Posted in Computers, PlanetDebian at 07:47 UTC (+0000) by sven

Dear Lazyweb….

I ran into a very strange issue with MySQL authentication. The initial situation is as follows:
Two MySQL servers, let’s name them a0.my.do.main and a1.my.do.main. Their my.cnf configuration is identical except for the server_id (equals 1 on a0 and 2 on a1).
Since I wanted to set up a master< ->master replication, I created a user “repl@%.my.do.main” on a0, then shut down the mysql server on both hosts, copied over the mysql database on the filesystem layer (i.e. rsync of the data directory), then started mysql on both hosts again. So far, so good, both servers came up nicely, and local (unix socket) login as a root user worked fine as expected. However:

Logging in via TCP socket only works from a1 (to both a0 and a1). Logging in via TCP socket from a0 doesn’t work to either host. I also created a test user “sven”@”%.my.do.main” (I also tried with @”%”) which has all privileges.
Here is what the commands output:

sven@a0 ~ > mysql -u sven -ptestpass -h a0.my.do.main
ERROR 1045 (28000): Access denied for user 'sven'@'a0.my.do.main' (using password: YES)
sven@a0 ~ > mysql -u sven -ptestpass -h a1.my.do.main
ERROR 1045 (28000): Access denied for user 'sven'@'a0.my.do.main' (using password: YES)

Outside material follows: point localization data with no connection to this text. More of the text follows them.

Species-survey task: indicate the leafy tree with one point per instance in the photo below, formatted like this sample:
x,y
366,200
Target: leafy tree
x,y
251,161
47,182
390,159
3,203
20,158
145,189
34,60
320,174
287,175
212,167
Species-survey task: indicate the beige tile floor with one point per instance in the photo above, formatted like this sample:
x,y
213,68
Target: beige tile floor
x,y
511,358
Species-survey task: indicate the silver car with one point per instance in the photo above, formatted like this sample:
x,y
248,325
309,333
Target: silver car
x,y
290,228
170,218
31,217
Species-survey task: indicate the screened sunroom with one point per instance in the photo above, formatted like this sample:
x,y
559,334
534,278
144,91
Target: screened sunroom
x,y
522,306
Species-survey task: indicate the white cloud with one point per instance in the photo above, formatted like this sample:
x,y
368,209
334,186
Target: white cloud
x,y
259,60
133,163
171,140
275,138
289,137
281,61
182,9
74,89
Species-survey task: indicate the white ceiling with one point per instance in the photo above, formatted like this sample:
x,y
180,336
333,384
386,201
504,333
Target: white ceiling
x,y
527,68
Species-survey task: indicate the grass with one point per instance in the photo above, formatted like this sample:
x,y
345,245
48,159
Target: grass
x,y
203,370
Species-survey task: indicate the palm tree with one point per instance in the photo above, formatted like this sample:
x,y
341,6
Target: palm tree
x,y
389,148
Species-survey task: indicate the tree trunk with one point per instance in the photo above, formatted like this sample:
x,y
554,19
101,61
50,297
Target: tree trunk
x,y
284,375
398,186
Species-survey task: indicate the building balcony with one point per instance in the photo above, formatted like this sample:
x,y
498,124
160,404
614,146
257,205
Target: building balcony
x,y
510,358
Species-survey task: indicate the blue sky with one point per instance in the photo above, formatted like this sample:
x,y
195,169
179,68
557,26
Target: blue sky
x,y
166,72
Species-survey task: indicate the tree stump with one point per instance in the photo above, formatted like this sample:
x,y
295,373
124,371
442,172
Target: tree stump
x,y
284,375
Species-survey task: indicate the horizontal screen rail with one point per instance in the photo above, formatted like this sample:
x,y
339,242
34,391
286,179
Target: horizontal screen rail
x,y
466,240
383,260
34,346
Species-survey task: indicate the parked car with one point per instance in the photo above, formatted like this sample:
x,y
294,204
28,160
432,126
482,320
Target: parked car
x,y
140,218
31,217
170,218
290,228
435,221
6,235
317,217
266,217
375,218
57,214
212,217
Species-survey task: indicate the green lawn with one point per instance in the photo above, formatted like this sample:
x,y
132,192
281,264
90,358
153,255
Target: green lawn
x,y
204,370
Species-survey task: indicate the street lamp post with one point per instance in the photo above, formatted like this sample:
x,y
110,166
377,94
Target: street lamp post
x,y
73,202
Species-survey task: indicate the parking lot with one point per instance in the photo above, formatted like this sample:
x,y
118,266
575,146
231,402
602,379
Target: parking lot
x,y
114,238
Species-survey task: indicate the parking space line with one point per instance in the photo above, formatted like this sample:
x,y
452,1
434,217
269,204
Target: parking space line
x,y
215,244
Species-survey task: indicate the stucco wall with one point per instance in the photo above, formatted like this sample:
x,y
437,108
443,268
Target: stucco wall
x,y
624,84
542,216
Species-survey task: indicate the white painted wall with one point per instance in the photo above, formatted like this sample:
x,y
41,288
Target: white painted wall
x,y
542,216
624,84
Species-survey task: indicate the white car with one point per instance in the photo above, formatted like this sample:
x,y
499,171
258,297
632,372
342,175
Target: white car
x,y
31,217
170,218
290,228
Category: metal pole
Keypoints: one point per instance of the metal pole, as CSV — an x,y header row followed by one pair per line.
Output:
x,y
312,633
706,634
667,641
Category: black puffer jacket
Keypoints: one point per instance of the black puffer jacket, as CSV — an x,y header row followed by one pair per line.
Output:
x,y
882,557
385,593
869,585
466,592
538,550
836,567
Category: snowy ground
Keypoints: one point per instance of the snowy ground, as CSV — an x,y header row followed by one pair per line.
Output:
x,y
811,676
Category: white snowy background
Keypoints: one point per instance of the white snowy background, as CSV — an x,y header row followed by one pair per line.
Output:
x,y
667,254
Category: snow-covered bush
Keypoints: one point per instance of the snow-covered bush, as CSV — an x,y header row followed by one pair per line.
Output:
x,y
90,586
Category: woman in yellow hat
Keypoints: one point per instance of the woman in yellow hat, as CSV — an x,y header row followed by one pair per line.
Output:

sven@a1 ~ > mysql -u sven -ptestpass -h a0.my.do.main
Welcome to the MySQL monitor. Commands end with ; or \g.
Your MySQL connection id is 32
Server version: 5.0.77-log Source distribution

Type 'help;' or '\h' for help. Type '\c' to clear the buffer.

mysql> Bye
sven@a1 ~ > mysql -u sven -ptestpass -h a1.my.do.main
Welcome to the MySQL monitor. Commands end with ; or \g.
Your MySQL connection id is 24
Server version: 5.0.77-log Source distribution

Type 'help;' or '\h' for help. Type '\c' to clear the buffer.

mysql>

All packages on both machines are up to date (CentOS5 with all updates available). The server variables shown with “show variables” also seem identical (except for the hostname and the server id). Besides, it looks more like a client problem to me than a server problem.

Last datapoint: If I define the mysql user “sven” with an explicit host (a0.my.do.main and a1.my.do.main) instead of a wildcard, everything works nicely, from and to both hosts.

So, dear lazyweb: Does anyone have an idea what might be causing this issue?

Update:

Due to some comments, let me add a few points of information:

  1. flush hosts doesn’t help. Host resolution looks OK, according to documentation, the hostname in the error message is what the server things is right, not what the client specified, and that documentation seems to be consistent with my experiences.
  2. The “db” and “user” tables look as expected. And I’m quite sure they are not the issue here, as I can connect from other hosts that match the host pattern.
  3. There is no ~/.my.cnf on either host
  4. Copying the database files on the filesystem layer is one of the documented ways of initializing the database on the slave for replication. Anyway, I had the same issue when trying to set up the database on the slave by loading a dump.
  5. DNS looks fine, both forward and reverse mappings, both servers use the same DNS server.
  6. IPv6 is not involved, it is disabled on these servers

Thanks for the hint at serverfault.com, I will try that if I don’t get sufficient info here.

Update 2

Another strange data point:
When I disable the (non-privileged) anonymous access user in the mysql.user table (i.e. drop the rows with user=”"), everything works as expected from both servers. However, why does it work from one host (client) to both DBs if the anonymous access is allowed (with no privileges except for being able to see that the test and mysql databases exist), but not from the other host (client)? It really looks like an issue on the client side, but I still don’t get what exactly goes wrong.